東の庭園から程近い離宮は、白と茶色を基調とした落ち着いた雰囲気で、私も十二歳になるまではここで過ごしていた。
この離宮にいる限り母は安全だ。
母に危害を加えようとした者達の行く末を知っている者ならば、誰も手を出そうとはしない。
王妃は虎視眈々と暗殺する機会を狙っているが、少なくとも王太子が即位するまでは大人しくしている事だろう。
離宮に到着すると客間へと案内される。
ソファに座ったところで、勢いよく部屋の扉が開かれる。
「ユーフィリア!!」
母はチョコレート色に波打つ髪を振り乱し、私に駆け寄ると強く抱きしめた。
「あのクソ野郎殺して一緒に逃げるわよ!!」
「お母様っ!? 何をおっしゃるのです!?」
「このままじゃ、ユーフィリアが殺されてしまうわ! お母様に任せなさい。二人で生き延びるわよ」
何とも頼もしい言葉だが、あまりに無謀だし陛下を弑したとなればただで済むはずがない。

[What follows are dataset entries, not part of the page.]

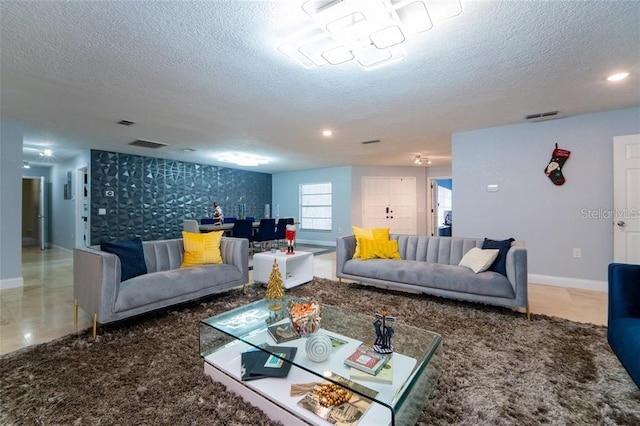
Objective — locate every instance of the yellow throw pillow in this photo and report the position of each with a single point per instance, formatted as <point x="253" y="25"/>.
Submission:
<point x="200" y="249"/>
<point x="379" y="249"/>
<point x="368" y="234"/>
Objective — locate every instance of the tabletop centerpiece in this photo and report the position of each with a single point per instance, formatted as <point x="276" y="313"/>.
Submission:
<point x="304" y="315"/>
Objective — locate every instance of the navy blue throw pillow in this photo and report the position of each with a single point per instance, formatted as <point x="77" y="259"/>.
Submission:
<point x="500" y="264"/>
<point x="131" y="257"/>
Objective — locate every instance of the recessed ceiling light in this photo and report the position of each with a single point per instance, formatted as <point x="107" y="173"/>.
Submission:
<point x="618" y="76"/>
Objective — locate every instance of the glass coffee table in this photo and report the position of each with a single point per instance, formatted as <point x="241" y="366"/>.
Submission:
<point x="415" y="366"/>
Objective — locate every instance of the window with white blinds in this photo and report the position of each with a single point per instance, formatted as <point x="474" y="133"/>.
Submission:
<point x="315" y="206"/>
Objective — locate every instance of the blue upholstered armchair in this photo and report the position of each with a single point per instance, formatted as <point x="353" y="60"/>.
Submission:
<point x="624" y="316"/>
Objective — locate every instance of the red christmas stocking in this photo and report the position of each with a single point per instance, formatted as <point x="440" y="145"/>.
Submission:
<point x="554" y="168"/>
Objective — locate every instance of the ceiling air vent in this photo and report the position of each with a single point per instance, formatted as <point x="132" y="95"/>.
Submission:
<point x="147" y="144"/>
<point x="541" y="116"/>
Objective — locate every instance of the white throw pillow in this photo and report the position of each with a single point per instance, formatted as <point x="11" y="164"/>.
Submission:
<point x="479" y="260"/>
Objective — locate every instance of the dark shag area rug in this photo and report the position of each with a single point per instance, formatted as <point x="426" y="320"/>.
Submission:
<point x="498" y="368"/>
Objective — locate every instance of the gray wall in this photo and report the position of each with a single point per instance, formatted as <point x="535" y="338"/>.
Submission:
<point x="10" y="204"/>
<point x="286" y="190"/>
<point x="528" y="206"/>
<point x="63" y="212"/>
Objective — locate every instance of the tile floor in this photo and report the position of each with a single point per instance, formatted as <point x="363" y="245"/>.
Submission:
<point x="42" y="310"/>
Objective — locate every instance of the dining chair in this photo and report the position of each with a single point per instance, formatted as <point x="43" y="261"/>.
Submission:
<point x="243" y="228"/>
<point x="191" y="225"/>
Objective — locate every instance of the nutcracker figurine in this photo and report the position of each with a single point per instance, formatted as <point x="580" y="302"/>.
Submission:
<point x="290" y="234"/>
<point x="384" y="331"/>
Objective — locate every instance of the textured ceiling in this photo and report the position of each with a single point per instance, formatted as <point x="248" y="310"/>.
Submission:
<point x="207" y="76"/>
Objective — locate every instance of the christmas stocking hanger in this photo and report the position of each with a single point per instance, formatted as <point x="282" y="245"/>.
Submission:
<point x="554" y="168"/>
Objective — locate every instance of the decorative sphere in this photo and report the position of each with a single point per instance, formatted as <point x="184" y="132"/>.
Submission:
<point x="318" y="347"/>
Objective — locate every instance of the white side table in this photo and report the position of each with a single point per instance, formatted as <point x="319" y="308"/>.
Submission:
<point x="295" y="269"/>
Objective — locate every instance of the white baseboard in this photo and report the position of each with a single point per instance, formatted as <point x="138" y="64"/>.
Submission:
<point x="11" y="283"/>
<point x="579" y="283"/>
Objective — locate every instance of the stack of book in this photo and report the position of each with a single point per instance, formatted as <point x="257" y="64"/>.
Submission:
<point x="258" y="364"/>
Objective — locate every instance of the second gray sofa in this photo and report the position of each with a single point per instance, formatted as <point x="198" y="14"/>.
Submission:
<point x="430" y="265"/>
<point x="98" y="290"/>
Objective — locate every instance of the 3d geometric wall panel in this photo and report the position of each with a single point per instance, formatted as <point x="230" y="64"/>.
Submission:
<point x="150" y="197"/>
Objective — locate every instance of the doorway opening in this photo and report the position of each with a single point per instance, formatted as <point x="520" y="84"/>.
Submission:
<point x="35" y="217"/>
<point x="441" y="208"/>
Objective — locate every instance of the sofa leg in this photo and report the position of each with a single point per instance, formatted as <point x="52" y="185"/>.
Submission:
<point x="95" y="326"/>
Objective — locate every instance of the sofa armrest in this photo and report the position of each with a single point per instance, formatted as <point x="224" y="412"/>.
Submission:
<point x="235" y="251"/>
<point x="624" y="290"/>
<point x="345" y="247"/>
<point x="96" y="280"/>
<point x="517" y="273"/>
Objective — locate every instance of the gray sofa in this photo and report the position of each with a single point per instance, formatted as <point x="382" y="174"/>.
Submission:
<point x="97" y="288"/>
<point x="430" y="265"/>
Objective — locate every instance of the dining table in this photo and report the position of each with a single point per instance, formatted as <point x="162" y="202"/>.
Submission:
<point x="223" y="227"/>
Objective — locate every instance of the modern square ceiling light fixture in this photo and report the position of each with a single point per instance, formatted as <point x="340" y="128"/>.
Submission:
<point x="242" y="159"/>
<point x="370" y="31"/>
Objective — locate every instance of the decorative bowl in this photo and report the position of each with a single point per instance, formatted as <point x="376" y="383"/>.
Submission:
<point x="304" y="315"/>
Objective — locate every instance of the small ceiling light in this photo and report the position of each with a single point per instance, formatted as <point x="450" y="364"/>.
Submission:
<point x="243" y="159"/>
<point x="618" y="76"/>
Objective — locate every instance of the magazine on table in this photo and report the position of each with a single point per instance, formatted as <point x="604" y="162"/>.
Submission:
<point x="257" y="364"/>
<point x="385" y="375"/>
<point x="364" y="358"/>
<point x="345" y="414"/>
<point x="281" y="333"/>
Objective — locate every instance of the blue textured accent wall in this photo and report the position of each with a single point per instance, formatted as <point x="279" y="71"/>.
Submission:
<point x="152" y="196"/>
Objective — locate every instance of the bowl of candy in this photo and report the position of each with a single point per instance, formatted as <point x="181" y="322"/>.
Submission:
<point x="304" y="315"/>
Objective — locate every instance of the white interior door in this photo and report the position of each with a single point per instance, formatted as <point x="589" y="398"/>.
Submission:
<point x="43" y="208"/>
<point x="402" y="200"/>
<point x="626" y="198"/>
<point x="390" y="202"/>
<point x="375" y="203"/>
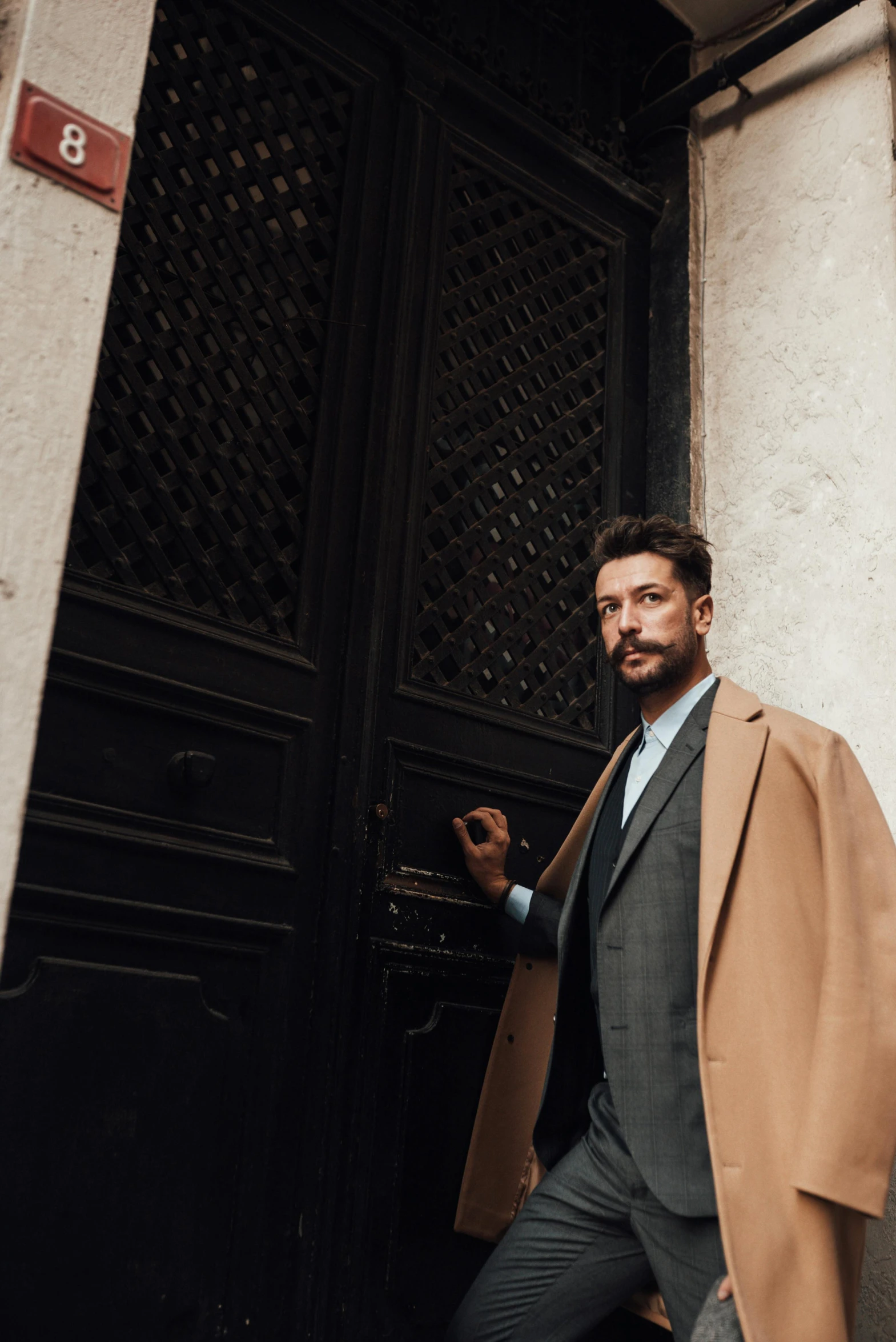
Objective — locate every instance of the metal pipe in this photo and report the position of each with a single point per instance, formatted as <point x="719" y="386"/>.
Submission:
<point x="728" y="70"/>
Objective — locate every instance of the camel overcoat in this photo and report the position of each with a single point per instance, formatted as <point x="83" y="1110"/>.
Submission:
<point x="796" y="1021"/>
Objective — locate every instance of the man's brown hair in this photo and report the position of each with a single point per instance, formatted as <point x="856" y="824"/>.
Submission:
<point x="659" y="535"/>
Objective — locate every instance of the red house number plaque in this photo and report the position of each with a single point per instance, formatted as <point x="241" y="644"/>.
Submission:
<point x="62" y="143"/>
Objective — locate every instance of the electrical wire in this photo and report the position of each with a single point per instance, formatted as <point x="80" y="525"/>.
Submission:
<point x="695" y="140"/>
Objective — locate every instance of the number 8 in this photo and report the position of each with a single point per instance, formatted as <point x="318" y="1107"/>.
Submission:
<point x="73" y="145"/>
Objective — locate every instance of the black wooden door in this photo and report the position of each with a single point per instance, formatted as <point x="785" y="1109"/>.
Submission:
<point x="513" y="418"/>
<point x="157" y="978"/>
<point x="373" y="366"/>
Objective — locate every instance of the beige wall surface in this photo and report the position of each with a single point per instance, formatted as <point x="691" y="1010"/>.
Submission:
<point x="57" y="255"/>
<point x="800" y="407"/>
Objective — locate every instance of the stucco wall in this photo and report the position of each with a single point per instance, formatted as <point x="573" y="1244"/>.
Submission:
<point x="57" y="254"/>
<point x="800" y="404"/>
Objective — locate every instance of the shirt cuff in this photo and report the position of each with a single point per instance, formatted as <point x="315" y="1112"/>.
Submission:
<point x="518" y="902"/>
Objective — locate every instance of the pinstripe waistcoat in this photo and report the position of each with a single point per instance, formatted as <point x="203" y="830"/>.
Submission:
<point x="645" y="960"/>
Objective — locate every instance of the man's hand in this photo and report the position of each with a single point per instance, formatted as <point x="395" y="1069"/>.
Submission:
<point x="486" y="860"/>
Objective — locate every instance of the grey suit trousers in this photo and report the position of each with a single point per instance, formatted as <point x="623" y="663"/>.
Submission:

逃げ延びることなど不可能だ。
「顔を引っ掻いて殴りつけて何日も大暴れしてユーフィリアの結婚を撤回するように言ったんだけどアイツ聞き入れやしない!! もう殺すしか手はないわ!」
「お、落ち着いてください、お母様!」
「大丈夫よ、落ち着いてるわ。ほら、お母様の目を見てみなさい。普段通りでしょう?」
私から少し身を離した母の瞳は蜂蜜色にきらめき、どこか爛々としていてとても正気とは思えない。
「お母様、まずその物騒な考えはおやめください。そのようなことなさらなくていいのです!」
「嫌よ! ユーフィリアまで失うだなんて耐えられないわ! それならいっそ全部ぶっ壊してやるわ!!」
「お母様!!」
ああっ、もう! 本当になんでこんなに人の話を聞かないのでしょう!
視線で控えていたシアや母付きの侍女達を下がらせると会話が漏れぬよう部屋に結界を張った。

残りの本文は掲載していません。